I took a picture of my dashboard computer, showing Sting and the name of the song and I texted it to a friend with the note “always the Russians.”
It’s interesting how long the Russians have been our national nemesis. It was the leading headline in yesterday’s local paper. And just this morning before I muted the NPR news that interrupts Maine Public Classical’s pleasant playlist at the top of the hour, I heard “investigations of Russian interference in US elections…”
Always the Russians.
I once heard a man sarcastically tell someone “It’s because of the Russians that we can’t have nice things.”
I’ve got to admit, I really liked the response and I’ve used it a few times in conversation, dropping it deadpan before a few uncomfortable moments of silence. Followed by a smile, of course, to break the inevitable tension.

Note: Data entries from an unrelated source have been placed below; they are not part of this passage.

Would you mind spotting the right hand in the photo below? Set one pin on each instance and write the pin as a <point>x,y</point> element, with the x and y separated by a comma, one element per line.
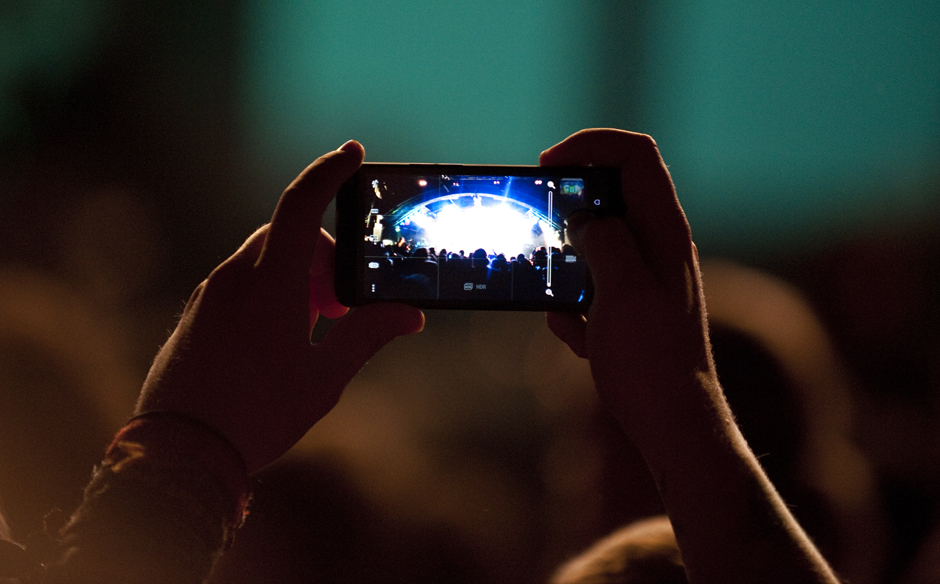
<point>645,333</point>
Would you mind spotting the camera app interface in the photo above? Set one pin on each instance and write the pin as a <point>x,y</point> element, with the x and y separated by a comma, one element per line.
<point>472,237</point>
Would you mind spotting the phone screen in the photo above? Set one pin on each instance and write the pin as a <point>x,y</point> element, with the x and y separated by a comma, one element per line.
<point>476,237</point>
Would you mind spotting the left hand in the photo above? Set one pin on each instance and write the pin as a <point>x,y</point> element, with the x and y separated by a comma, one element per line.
<point>240,360</point>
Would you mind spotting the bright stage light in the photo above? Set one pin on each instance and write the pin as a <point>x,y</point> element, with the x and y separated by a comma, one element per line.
<point>494,228</point>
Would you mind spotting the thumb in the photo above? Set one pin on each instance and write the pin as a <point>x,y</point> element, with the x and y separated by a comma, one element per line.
<point>359,335</point>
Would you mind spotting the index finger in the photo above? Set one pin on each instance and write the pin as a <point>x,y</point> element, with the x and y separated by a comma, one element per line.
<point>295,226</point>
<point>654,215</point>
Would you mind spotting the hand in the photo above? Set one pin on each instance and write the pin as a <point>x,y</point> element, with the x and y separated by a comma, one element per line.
<point>646,337</point>
<point>645,333</point>
<point>240,361</point>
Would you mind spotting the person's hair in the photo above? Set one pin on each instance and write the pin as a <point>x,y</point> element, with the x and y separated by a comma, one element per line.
<point>644,552</point>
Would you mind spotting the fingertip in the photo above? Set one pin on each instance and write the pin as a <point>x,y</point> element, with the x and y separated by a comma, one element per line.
<point>569,327</point>
<point>353,146</point>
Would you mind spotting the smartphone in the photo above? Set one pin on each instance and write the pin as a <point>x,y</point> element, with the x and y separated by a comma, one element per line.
<point>467,237</point>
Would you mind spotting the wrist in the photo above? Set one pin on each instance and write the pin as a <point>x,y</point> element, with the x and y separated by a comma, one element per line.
<point>161,441</point>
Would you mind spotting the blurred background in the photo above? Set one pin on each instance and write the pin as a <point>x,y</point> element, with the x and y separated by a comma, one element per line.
<point>140,143</point>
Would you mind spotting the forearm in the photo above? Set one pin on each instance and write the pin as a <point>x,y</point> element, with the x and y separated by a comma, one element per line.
<point>159,510</point>
<point>729,521</point>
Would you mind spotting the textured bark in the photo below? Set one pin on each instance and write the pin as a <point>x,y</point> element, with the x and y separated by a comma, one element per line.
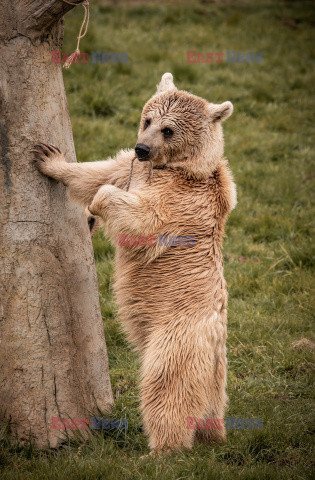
<point>53,359</point>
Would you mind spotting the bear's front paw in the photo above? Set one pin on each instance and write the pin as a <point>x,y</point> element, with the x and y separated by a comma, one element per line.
<point>102,199</point>
<point>46,156</point>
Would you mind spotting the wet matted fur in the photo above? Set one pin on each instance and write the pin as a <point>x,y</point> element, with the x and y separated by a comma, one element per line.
<point>172,297</point>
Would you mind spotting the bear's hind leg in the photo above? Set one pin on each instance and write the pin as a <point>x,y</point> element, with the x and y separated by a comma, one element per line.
<point>172,391</point>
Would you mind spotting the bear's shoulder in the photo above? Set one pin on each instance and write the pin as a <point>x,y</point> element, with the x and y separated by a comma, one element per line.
<point>222,188</point>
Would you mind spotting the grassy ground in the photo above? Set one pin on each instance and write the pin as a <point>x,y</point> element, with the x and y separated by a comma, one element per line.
<point>268,246</point>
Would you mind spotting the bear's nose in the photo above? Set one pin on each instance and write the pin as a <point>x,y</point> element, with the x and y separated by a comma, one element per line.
<point>142,151</point>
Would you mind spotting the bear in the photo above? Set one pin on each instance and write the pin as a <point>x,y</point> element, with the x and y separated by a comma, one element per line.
<point>172,296</point>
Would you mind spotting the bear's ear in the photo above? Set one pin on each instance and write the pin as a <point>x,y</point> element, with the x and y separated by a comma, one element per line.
<point>220,112</point>
<point>166,83</point>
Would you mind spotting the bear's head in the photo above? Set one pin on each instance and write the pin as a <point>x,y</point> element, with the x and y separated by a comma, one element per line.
<point>182,130</point>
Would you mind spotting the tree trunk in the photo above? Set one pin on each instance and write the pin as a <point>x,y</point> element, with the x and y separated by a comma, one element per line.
<point>53,359</point>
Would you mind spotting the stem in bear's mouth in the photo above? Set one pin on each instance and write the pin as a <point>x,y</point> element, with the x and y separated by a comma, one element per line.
<point>150,171</point>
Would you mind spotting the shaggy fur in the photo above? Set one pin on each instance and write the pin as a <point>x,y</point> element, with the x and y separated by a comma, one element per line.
<point>172,298</point>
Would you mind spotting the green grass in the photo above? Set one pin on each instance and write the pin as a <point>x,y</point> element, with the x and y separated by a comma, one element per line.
<point>268,248</point>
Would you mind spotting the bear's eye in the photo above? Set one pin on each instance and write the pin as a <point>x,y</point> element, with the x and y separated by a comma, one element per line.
<point>167,132</point>
<point>147,123</point>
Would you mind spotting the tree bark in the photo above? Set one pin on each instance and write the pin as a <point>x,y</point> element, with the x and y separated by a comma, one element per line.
<point>53,359</point>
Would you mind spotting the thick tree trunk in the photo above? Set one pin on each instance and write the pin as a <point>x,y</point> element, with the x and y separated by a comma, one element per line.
<point>53,359</point>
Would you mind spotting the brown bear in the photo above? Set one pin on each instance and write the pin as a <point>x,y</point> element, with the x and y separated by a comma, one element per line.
<point>169,283</point>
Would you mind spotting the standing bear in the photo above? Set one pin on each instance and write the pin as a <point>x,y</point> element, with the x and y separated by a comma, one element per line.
<point>166,218</point>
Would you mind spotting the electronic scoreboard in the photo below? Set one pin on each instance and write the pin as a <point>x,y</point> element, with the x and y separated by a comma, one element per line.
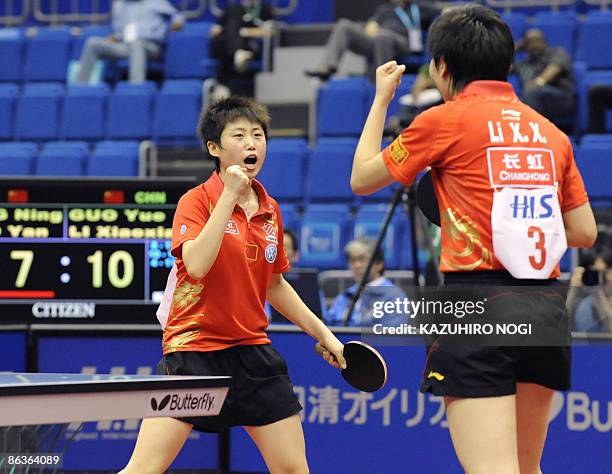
<point>87,250</point>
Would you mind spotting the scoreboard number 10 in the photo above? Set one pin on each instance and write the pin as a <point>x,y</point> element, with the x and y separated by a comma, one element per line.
<point>119,268</point>
<point>114,277</point>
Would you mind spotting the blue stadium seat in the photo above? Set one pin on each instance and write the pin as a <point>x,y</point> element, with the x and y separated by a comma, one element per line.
<point>328,174</point>
<point>8,94</point>
<point>62,159</point>
<point>84,112</point>
<point>343,107</point>
<point>187,53</point>
<point>593,160</point>
<point>78,41</point>
<point>111,158</point>
<point>11,52</point>
<point>604,138</point>
<point>177,111</point>
<point>559,27</point>
<point>590,79</point>
<point>47,55</point>
<point>38,112</point>
<point>323,235</point>
<point>291,218</point>
<point>517,23</point>
<point>594,40</point>
<point>283,171</point>
<point>130,111</point>
<point>368,222</point>
<point>17,158</point>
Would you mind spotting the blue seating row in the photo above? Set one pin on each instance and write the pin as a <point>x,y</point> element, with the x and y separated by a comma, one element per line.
<point>45,56</point>
<point>294,174</point>
<point>49,111</point>
<point>324,229</point>
<point>108,158</point>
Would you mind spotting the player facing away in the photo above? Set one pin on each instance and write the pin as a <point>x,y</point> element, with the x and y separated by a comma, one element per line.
<point>491,158</point>
<point>227,237</point>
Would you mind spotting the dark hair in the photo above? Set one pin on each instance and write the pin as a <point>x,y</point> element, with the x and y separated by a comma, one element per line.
<point>475,43</point>
<point>215,118</point>
<point>293,237</point>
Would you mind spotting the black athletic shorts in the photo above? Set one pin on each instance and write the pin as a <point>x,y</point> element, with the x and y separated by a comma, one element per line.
<point>472,370</point>
<point>260,393</point>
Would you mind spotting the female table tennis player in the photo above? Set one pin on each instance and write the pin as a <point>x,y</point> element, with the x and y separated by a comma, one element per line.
<point>227,236</point>
<point>488,152</point>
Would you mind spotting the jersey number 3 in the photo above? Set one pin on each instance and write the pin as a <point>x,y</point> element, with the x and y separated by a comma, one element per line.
<point>535,233</point>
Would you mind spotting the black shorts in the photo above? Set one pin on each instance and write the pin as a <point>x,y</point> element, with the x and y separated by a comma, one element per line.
<point>260,393</point>
<point>471,371</point>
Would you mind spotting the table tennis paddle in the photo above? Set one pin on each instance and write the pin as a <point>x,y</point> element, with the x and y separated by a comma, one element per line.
<point>366,369</point>
<point>426,199</point>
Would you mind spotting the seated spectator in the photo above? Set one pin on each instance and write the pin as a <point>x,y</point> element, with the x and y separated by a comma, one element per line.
<point>378,288</point>
<point>547,79</point>
<point>585,278</point>
<point>594,313</point>
<point>236,42</point>
<point>394,30</point>
<point>423,95</point>
<point>600,99</point>
<point>140,28</point>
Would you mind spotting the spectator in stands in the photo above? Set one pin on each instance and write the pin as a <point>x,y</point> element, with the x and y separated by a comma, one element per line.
<point>394,30</point>
<point>585,278</point>
<point>547,79</point>
<point>140,28</point>
<point>423,95</point>
<point>600,99</point>
<point>236,41</point>
<point>378,288</point>
<point>594,313</point>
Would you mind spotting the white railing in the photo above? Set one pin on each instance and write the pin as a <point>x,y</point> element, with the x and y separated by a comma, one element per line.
<point>279,11</point>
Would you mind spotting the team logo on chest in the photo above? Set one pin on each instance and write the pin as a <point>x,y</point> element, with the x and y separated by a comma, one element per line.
<point>271,253</point>
<point>232,228</point>
<point>270,230</point>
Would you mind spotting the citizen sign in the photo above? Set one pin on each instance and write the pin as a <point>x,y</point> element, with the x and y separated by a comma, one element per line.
<point>43,310</point>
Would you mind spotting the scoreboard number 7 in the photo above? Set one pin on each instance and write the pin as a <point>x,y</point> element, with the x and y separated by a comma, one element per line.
<point>26,257</point>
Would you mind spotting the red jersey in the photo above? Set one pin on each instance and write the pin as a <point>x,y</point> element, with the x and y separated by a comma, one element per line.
<point>226,307</point>
<point>484,139</point>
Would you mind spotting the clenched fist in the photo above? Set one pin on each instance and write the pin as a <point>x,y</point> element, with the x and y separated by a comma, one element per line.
<point>236,182</point>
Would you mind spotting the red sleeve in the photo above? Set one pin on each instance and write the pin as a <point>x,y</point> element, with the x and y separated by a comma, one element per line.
<point>573,192</point>
<point>190,216</point>
<point>413,150</point>
<point>281,264</point>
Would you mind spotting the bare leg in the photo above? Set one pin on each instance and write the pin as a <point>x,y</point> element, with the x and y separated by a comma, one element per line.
<point>282,445</point>
<point>159,441</point>
<point>483,431</point>
<point>532,409</point>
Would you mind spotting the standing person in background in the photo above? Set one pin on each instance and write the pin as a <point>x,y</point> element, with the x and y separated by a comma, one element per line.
<point>497,397</point>
<point>236,42</point>
<point>226,236</point>
<point>394,30</point>
<point>423,95</point>
<point>140,29</point>
<point>547,78</point>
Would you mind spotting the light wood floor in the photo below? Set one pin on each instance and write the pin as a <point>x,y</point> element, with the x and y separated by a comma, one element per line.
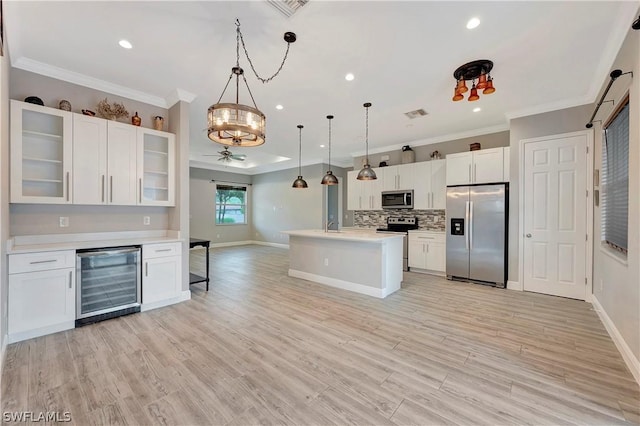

1945 is generally considered the beginning of the Cold War. Using this as a starting date, the Russians have been interfering with life here in America for 73 years, more than my entire lifetime. Unbelievable, isn’t it? Maybe that’s why I find Russian president Vladimir Putin rather handsome and intriguing.
Russians or no, we are moving dangerously close to Christmas with many things undone. My new living room carpet is still in transit and won’t be installed before Christmas. It might as well be in Kiev. I got tired of looking at the Cold War-era linoleum that was under the old carpet, so I went out and bought a very inexpensive (some might call it cheap) bound area rug to stage the room for the holidays. It will work for now and Paul at the carpet store tells me the installation will be complete by New Year’s.
And then there’s Moxie…
I have not blogged about this yet, but I have been asked to “coordinate” this year’s Moxie Festival. I’m excited about it and I had a special Moxie Santa hat made for myself. And how about the reusable shopping bags they’re selling at Family Dollar? I thought they fit perfectly with the “Moxie Goes Artsy” theme, all orange and pop-artsy. Maybe in 2020 we can do a “Moxie Christmas in July” theme. The Santa hats would probably be too hot for summer wear, so who knows.
No Russians are going to stop it; Christmas is six days away and the Moxie Festival is two hundred and five days down the road.
I’m going to heat up my samovar right now.